Die Angst, dereinst seinen Job an einen Roboter zu verlieren, ist weit verbreitet. Doch bevor es soweit ist, werden die Mitarbeiter selbst zu menschlichen Robotern umfunktioniert. Die Reduktion auf einzelne, banale Arbeitsabläufe wie sie Charlie Chaplin im Film «Modern Times» für die Fabrik parodiert hat, erobert nun auch die Dienstleistungsgesellschaft.
«Die Prozesse, die Maschinen und Automaten verschmelzen mit uns», stellt Dueck fest. «Und wehe dem, der als Mensch in dem Prozess nicht wie ein Automat funktioniert. In solchen Prozessen ist alles unpersönlich, maschinell eben. Der Prozess herrscht über uns.»
Optimierte und standardisierte Arbeitsprozesse machen es möglich, dass Mitarbeiter beliebig eingesetzt und ausgetauscht werden können. Das gilt längst nicht mehr nur für ungelernte Hilfskräfte. Die McDonaldisierung der Arbeitswelt macht uns alle zu McJobbern.
Als Beispiel führt Dueck die Hochschulen an. «Es wäre möglich, dass jeder Lehrer nur ein einziges Fach gibt und vielleicht nur eine einzige Jahrgangsstufe, so wie ein Lehrbeauftragter an der Uni immer nur ‹Statistik für XY-Laien“ gibt. Dann liesse sich das Schulsystem ohne Probleme besser managen. Die Lehrer brauchten dann dann eigentlich kein grossartiges Studium mehr und könnten sehr viel niedriger bezahlt werden.»
Uber hat es vorgemacht: In der Plattform-Ökonomie erlebt die Prozess-Optimierung ihren Höhepunkt. Das Unternehmen ist nicht mehr für die Mitarbeiter verantwortlich, sie werden zu vermeintlich selbstständigen Unternehmern, denen man weder Urlaub gewähren noch Krankentage ersetzen muss und die man nach Belieben einsetzen kann.
Das Uber-Prinzip wird sich weiter ausbreiten. «Alle inhaltlich gut standardisierbaren Arbeiten und viele von der Abrechnung her leicht standardisierbaren Aufgaben werden zunehmend von Plattformen und Centern angeboten», so Dueck. «Spezielle hohe Qualität gibt es immer weniger, denn sie muss sehr teuer und individuell bezahlt werden.»

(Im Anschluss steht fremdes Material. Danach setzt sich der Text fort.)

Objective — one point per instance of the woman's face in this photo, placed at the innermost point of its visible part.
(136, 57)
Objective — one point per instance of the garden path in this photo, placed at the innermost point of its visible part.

Eine umfassende Ausbildung wird immer weniger erwünscht. «Der gewünschte Mensch soll ein Lean Human sein, der ins Raster passt und ein Standard-Skillset der jeweiligen Jetztzeit anbieten kann, so Dueck. «Das ist effizient, denn dann kann sich ein Lean Human wie auch ein McJobber gut einplanen lassen.»
Die Manager, welche diese Lean Humans überwachen, sind ebenfalls standardisierbar geworden. Ihre Kultur ist eintönig geworden und wird von zwei Typen beherrscht: den Controllern und den Pacemakern.
Die Controller sind die introvertierte Manager-Version. Sie sind zuverlässig, sparsam, machen kaum Fehler und planen langfristig. Man findet sie vor allem in der Finanzabteilung und beim Einkauf.
Die Pacemaker sind extrovertiert. Sie arbeiten wie blöd, sind total auf Leistung getrimmt, wollen immer gewinnen, sind ungeduldig und fordernd. Sie sind Bereichsleiter und wenn alles klappt, werden sie dereinst CEO.
Die Kombination von Controllern und Pacemakern hat sich mehrheitlich durchgesetzt. Sie «erzeugt damit eine uniforme stereotype Kultur, die wie geschaffen ist für das Durchsetzen von Sparplänen und Prozessoptimierungen», stellt Dueck fest.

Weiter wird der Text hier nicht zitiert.